「なんか亮ちゃん、すげぇ男前になったな?」

 連れ立って家へと向かいながら、ナオが感心したように言う。

「おばちゃんに言いてぇ!」

「せっかくだからサプライズにしてあげようよ!」

「まあなっ」
 
 わたしと亮ちゃんが笑って吐いた嘘を。ナオは自分のことみたいに嬉しそうに。

 ・・・・・・ごめんねナオ。亮ちゃんは、もうここには来ない。最後にするつもりで吐いた嘘だって、わたしは分かる。
 
 亮ちゃんはまるで。初めからストーリーを用意していたように、グランド・グローバルのことも自分の立場も隠した。偶然会った、ってわたしの嘘に重ねて。

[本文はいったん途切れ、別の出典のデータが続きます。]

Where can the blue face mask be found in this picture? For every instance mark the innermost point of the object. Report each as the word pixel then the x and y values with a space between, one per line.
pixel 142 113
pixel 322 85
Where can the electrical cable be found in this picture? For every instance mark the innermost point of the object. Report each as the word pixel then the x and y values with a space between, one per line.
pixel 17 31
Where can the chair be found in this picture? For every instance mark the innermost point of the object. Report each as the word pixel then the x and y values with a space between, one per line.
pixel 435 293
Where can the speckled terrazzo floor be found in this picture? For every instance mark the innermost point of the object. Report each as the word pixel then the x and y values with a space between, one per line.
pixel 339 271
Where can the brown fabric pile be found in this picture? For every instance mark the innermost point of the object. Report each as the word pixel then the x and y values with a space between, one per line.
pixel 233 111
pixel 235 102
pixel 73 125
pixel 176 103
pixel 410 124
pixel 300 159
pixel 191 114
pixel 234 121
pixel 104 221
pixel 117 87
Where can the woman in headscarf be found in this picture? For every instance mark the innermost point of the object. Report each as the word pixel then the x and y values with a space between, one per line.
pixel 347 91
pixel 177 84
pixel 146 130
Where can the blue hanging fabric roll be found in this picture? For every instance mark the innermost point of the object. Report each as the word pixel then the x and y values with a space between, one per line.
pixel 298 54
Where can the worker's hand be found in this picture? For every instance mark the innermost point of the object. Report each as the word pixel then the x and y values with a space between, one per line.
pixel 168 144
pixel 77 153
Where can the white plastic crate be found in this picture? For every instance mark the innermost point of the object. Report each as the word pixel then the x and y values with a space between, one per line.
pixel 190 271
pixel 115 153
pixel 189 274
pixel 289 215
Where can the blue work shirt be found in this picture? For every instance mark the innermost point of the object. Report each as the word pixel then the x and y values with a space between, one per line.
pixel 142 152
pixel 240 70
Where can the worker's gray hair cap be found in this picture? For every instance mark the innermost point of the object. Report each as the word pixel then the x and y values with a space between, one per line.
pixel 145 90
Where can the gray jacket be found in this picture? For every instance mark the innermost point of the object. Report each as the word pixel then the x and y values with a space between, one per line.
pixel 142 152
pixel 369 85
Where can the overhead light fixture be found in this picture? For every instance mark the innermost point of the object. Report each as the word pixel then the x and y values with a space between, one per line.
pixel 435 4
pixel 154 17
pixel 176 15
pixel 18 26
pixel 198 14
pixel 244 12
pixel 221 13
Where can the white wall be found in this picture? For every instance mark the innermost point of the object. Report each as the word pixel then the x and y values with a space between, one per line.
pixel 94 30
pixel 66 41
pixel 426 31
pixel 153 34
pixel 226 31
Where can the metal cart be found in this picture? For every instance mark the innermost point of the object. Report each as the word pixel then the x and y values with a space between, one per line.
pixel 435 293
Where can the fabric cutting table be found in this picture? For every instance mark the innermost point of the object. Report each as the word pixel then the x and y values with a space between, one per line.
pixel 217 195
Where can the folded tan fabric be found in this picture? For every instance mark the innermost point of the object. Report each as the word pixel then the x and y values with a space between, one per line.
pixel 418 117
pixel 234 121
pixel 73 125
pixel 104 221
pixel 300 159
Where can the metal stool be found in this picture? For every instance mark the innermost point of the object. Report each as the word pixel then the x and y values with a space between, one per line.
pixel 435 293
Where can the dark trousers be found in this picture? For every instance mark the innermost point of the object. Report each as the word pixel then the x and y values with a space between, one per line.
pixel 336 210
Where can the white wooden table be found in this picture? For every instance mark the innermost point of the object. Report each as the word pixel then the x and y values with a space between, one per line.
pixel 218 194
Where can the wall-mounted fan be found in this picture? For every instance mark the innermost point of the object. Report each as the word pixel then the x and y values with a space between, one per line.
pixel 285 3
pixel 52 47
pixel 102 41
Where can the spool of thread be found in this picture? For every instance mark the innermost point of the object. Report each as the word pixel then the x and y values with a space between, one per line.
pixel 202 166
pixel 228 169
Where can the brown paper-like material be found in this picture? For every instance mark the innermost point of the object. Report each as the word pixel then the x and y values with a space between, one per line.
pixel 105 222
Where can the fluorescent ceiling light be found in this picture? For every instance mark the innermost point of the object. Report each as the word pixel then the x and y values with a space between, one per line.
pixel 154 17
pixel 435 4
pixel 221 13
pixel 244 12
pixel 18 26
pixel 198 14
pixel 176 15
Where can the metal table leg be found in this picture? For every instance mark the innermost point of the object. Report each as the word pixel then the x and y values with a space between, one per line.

 おばさんやナオへの後ろめたさが、棘になり胸に刺さっていた。じくじくと血を滲ませて、心臓が脈打つたびに鈍い痛みを連れる。
 でもきっと亮ちゃんも同じ痛みを抱えてる。・・・そう思う。それよりもっと大きな何かを、亮ちゃんは背負ってる気がする。

 ・・・・・・暴きたいんじゃないの。ただ。持ちきれなくて零れそうになったら。小さいけど、わたしの手もここにあるって分かってて欲しいの・・・・・・。

「亮ちゃんがまだ独身だったら嫁にしてもらえ、明里」

 ナオが門を開けてくれながらニンマリ笑う。

「好きだったろ? 亮ちゃんのこと」

 ・・・・・・うん好き。これだけは間違いじゃない、後悔もしない。この痛みが罰だって言うなら。亮ちゃんの分も引き受ける。

「・・・じゃあ叶うよう祈ってて、ナオ?」

 満面の笑顔でナオを欺いても。・・・引き返したりしない。